Petit bout d’histoire

Liège, fille de Meuse…

La Meuse a été, depuis la nuit des temps, l’épine dorsale de la naissance, du développement du Pays de Liège.

Bien que l’exploitation du complexe portuaire liégeois sous sa forme actuelle ne date que d’une époque relativement récente, il n’en est pas moins vrai que le trafic fluvial de la Cité ardente est millénaire. En effet, au Xème siècle déjà, Liège échangeait des marchandises avec les Pays-Bas, la France, l’Angleterre et l’Allemagne.

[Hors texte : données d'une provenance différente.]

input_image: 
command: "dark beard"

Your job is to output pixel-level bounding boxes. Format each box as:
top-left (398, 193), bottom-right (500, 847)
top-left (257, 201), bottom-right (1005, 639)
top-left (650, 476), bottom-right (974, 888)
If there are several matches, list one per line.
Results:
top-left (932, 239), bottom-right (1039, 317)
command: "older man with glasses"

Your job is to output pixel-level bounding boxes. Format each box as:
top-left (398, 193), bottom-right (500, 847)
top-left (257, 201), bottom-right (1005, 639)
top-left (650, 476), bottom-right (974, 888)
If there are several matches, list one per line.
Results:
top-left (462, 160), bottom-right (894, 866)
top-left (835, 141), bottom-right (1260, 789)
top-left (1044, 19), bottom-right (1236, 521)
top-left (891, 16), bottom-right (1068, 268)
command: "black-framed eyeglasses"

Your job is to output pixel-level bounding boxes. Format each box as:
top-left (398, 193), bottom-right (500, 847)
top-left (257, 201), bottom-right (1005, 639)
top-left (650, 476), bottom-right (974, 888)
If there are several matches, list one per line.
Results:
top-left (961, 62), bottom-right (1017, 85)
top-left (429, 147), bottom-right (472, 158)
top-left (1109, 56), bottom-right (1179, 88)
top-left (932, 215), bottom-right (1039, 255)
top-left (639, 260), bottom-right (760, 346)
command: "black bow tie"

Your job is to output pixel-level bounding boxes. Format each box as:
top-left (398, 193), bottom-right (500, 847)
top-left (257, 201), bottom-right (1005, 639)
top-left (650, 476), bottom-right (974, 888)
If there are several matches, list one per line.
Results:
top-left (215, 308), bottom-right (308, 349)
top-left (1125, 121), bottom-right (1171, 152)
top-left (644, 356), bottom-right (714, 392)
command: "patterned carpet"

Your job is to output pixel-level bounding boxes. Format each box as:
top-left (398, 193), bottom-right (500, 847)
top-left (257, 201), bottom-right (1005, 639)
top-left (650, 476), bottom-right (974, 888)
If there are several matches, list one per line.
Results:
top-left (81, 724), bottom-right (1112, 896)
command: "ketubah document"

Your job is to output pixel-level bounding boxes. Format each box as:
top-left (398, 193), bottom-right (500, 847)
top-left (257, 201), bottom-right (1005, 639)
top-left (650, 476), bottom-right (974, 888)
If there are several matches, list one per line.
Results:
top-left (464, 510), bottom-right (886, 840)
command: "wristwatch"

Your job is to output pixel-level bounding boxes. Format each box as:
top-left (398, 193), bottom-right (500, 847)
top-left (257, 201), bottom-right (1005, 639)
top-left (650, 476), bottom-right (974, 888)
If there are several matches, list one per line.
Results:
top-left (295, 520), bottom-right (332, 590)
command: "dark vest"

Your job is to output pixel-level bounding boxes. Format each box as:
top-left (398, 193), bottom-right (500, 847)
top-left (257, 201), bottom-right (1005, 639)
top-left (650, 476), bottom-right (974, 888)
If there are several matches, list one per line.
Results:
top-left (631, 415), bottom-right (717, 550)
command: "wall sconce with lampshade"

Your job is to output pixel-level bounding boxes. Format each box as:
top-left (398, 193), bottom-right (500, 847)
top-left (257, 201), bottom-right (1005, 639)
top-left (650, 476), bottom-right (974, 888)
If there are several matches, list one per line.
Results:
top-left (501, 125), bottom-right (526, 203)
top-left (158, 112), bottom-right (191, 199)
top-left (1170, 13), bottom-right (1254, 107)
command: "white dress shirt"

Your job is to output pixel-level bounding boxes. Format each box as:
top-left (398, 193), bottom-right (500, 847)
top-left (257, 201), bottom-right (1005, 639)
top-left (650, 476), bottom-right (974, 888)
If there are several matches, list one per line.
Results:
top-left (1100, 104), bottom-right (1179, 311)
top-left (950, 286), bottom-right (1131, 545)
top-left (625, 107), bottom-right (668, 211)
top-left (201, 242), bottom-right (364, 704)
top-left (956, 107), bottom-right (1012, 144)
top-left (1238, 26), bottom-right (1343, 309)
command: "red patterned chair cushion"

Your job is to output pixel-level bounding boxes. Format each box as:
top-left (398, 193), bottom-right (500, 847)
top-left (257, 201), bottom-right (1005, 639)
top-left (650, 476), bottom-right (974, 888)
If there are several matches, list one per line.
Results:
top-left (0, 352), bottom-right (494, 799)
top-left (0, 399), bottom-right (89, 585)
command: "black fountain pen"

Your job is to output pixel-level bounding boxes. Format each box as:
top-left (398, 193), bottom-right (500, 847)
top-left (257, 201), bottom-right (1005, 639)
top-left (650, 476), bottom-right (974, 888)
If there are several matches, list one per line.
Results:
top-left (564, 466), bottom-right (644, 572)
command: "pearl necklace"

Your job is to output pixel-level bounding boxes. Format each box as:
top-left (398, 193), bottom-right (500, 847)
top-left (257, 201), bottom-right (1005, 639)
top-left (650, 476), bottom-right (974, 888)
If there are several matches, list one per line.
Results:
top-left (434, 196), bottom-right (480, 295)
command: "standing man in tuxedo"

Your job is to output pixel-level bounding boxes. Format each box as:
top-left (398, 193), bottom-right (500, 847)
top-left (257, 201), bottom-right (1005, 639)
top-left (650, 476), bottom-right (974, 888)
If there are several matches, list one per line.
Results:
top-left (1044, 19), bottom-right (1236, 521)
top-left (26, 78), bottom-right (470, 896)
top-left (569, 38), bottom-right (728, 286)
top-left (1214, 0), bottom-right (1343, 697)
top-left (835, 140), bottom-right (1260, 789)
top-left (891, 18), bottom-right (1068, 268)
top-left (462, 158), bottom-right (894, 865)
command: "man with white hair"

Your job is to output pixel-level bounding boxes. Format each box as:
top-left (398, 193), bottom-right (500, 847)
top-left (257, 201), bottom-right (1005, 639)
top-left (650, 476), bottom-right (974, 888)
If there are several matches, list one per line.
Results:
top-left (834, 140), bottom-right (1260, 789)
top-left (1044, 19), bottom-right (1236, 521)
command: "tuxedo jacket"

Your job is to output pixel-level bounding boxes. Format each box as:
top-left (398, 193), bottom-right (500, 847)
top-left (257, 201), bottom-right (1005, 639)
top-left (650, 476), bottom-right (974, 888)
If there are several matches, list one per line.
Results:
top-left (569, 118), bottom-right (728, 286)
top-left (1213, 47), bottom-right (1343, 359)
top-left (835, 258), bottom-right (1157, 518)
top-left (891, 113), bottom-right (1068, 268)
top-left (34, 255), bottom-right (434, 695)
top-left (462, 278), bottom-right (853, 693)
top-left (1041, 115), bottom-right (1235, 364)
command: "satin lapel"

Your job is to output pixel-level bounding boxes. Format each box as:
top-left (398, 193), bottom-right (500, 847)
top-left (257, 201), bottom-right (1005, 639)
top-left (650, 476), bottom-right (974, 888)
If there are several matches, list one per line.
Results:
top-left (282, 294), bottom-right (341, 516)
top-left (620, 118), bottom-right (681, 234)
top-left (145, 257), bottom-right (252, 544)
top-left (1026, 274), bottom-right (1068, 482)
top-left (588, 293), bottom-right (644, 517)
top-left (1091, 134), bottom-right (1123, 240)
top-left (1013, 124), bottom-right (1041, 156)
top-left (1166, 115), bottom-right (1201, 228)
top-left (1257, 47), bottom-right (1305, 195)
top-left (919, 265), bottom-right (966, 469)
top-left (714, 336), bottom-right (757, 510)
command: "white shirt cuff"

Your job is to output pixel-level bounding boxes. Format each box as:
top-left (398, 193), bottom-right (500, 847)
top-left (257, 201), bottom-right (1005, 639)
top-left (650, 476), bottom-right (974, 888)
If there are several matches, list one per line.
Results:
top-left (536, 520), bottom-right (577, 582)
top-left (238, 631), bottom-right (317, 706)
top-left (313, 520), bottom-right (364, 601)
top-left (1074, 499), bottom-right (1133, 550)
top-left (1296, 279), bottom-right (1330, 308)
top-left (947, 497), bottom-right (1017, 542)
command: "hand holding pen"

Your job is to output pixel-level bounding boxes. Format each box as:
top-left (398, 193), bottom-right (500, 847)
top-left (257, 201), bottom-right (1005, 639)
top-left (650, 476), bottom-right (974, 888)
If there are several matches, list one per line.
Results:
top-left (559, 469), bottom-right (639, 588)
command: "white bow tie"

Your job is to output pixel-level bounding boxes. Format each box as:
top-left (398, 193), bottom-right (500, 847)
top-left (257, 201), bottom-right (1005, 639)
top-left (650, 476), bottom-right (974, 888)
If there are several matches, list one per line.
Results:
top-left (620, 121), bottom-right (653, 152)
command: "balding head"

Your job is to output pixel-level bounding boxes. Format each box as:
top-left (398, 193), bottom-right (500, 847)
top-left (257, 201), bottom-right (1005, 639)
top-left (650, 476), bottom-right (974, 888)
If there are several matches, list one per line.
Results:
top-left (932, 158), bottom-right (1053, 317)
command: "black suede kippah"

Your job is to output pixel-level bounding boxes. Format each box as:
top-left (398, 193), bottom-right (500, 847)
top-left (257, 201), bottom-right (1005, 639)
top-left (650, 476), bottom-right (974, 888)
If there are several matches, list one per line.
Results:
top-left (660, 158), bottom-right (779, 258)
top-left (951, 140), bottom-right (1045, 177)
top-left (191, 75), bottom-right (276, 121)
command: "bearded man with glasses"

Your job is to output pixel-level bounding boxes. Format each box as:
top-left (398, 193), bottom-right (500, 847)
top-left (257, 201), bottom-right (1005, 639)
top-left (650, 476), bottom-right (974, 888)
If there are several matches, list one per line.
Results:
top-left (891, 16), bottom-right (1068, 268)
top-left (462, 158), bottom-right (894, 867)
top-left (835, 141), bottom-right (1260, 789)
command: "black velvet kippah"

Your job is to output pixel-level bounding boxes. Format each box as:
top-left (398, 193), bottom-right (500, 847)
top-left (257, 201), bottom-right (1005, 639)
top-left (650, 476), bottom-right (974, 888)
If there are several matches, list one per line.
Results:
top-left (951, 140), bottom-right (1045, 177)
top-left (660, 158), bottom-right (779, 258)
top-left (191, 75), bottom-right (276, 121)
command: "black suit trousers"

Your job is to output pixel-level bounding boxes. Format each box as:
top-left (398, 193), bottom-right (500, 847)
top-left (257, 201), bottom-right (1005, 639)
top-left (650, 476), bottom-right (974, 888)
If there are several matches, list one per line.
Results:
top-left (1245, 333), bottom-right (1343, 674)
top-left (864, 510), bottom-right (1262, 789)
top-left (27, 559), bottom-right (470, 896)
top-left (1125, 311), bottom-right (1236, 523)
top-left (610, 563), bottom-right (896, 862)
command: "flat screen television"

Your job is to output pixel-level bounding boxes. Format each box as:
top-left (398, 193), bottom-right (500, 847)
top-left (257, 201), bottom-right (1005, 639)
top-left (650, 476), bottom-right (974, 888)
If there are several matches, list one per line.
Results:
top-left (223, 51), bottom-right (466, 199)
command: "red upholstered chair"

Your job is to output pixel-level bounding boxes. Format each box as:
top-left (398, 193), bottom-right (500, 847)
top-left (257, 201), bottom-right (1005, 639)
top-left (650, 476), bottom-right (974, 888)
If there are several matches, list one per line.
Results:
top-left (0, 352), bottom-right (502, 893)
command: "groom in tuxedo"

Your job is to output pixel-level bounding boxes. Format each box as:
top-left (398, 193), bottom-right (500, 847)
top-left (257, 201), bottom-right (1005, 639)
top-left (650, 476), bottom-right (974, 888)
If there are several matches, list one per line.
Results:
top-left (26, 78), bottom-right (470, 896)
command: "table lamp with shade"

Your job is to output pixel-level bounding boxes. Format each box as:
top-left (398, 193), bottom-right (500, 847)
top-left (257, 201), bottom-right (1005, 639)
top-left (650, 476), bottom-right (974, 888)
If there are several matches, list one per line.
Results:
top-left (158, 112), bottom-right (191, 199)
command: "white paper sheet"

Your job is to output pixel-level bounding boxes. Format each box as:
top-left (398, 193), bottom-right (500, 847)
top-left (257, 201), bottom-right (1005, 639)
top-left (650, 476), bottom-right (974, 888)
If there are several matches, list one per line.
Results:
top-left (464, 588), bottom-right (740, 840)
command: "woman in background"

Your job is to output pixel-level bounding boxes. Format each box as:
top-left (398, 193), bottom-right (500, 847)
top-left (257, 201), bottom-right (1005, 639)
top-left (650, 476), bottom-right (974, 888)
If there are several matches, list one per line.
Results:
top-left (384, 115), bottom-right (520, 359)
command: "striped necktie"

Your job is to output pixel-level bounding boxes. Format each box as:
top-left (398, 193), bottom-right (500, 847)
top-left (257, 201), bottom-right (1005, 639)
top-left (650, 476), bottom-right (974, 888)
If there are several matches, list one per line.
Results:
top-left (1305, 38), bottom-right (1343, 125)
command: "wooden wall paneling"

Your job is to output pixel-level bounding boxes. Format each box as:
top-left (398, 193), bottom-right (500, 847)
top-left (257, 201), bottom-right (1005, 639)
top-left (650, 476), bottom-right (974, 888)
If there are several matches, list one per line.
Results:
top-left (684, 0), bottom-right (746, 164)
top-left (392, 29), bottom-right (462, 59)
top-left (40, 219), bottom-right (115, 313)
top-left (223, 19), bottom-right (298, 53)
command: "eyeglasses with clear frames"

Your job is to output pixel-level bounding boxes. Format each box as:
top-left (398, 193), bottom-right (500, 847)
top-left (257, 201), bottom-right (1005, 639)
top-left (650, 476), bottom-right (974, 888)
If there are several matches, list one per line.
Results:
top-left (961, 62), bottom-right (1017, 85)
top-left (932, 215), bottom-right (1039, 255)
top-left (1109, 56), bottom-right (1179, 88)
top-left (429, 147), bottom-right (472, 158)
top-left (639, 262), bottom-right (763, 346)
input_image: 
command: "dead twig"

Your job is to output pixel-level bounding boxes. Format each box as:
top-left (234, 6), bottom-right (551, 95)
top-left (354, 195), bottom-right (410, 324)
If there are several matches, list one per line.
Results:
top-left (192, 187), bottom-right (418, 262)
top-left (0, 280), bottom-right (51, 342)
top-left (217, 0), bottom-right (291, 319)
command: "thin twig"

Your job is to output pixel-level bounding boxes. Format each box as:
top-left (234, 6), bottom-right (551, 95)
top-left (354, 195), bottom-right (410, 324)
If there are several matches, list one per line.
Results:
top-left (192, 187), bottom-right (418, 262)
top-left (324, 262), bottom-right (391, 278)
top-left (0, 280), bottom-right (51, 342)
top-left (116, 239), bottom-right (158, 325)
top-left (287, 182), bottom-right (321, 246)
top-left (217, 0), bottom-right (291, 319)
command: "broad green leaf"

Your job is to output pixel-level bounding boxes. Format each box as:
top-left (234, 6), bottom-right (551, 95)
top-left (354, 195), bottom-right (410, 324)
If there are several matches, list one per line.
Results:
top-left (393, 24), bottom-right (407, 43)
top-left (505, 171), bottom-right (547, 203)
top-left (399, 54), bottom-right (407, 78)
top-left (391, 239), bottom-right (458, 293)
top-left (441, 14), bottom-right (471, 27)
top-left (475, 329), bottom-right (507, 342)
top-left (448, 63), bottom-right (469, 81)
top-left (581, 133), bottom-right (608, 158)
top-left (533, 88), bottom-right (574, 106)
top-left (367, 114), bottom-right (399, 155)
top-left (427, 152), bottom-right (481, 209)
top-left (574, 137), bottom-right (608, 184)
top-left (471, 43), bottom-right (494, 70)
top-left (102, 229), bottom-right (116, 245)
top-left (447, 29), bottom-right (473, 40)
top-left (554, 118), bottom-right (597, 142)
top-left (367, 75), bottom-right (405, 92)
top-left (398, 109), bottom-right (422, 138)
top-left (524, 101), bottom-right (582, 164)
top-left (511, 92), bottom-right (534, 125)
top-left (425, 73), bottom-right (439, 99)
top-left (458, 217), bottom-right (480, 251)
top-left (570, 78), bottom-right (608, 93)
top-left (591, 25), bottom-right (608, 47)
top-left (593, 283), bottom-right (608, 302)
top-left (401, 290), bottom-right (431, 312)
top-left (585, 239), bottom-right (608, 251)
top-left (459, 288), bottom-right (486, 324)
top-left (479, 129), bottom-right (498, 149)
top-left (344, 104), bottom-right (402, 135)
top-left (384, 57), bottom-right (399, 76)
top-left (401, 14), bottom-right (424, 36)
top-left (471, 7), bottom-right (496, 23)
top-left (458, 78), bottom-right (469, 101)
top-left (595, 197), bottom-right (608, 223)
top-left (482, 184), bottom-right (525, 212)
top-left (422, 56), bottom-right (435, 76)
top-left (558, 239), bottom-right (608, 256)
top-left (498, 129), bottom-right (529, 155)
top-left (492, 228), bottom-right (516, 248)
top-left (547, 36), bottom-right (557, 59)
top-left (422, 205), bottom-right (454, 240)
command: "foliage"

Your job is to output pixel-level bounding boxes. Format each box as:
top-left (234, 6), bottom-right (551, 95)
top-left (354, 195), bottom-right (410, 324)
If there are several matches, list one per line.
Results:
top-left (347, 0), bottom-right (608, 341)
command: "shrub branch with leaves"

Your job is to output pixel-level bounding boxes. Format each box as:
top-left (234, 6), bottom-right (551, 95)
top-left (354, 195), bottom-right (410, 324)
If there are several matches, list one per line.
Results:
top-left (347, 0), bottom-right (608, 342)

Liège recevait, par la Meuse, les produits les plus précieux du siècle : les vins d’Alsace et de France, les épices d’Orient, les tapis luxueux, les tissus byzantins ; par ailleurs, le fleuve drainait les produits du travail local : pelleteries, pierres, ardoises, grains, laines, draps, pièces en laiton.

De tout temps, Liège a dès lors été un centre important de navigation ! Les relations fluviales, que la Meuse rendait possibles, faisaient de ce fleuve un puissant élément d’attraction. Elles ont largement contribué à la prospérité de la Principauté de Liège, tout en influençant fortement la vie des habitants de la Cité. Depuis les coteaux hutois jusqu’à la Basse-Meuse, en passant par la Cité Ardente, le fleuve a permis à la Principauté d’être, par conséquent, tout au long des siècles, une terre de rencontres et d’échanges.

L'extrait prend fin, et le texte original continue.